The boosting machine learning (ML) algorithm demonstrated its effectiveness in generating consistent and robust explanations through various explainability techniques. The high level of correlation among the results of these techniques further strengthens the credibility of the explanations. Moreover, the variable selection process achieves high consistency and robustness across different datasets, indicating the reliability of the approach.
In terms of computational cost and availability, the model measure outperforms the firm and shap techniques, which are slow. In contrast, the perm technique executes quickly but is not universally available for all models and datasets.
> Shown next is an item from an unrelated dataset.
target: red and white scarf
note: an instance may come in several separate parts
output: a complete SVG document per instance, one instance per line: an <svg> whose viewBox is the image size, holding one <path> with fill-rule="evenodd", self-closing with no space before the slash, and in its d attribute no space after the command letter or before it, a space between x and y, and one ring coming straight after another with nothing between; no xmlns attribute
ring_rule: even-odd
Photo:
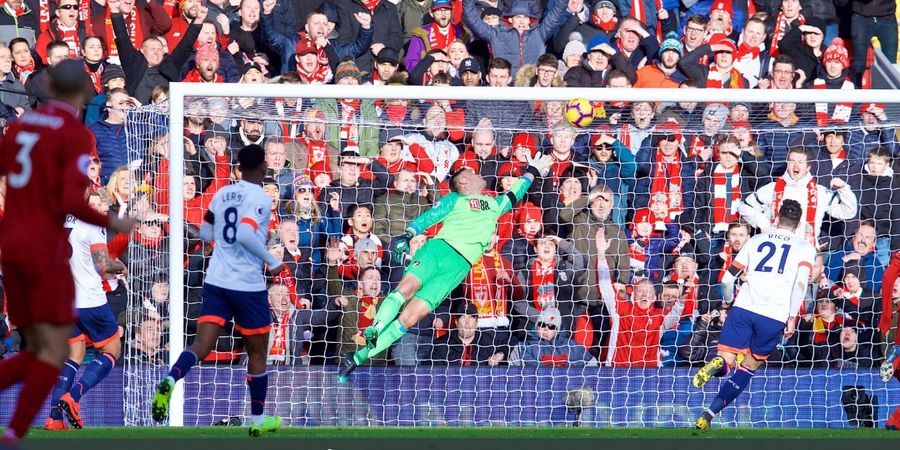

From a regulatory compliance perspective, the model provides a suitable fit that may only be partially replicable, but repetition would lead to similar results. The XAI analysis further facilitates understanding any review by the regulator, reinforcing the model’s reliability. The analysis of the results reveals the significance of the weekly income, age, and year of occurrence as influential variables in solving the problem. These variables align with the criteria of a claims specialist, as the cost of the accident claim is directly related to the salary (income) of the injured worker, which in turn is usually associated with the worker’s experience level. It makes sense that age matters in such cases, and the year of occurrence refers to the influence of the value of money over time or the inflationary effect on salaries. Therefore, no weight is given to any discriminant variable.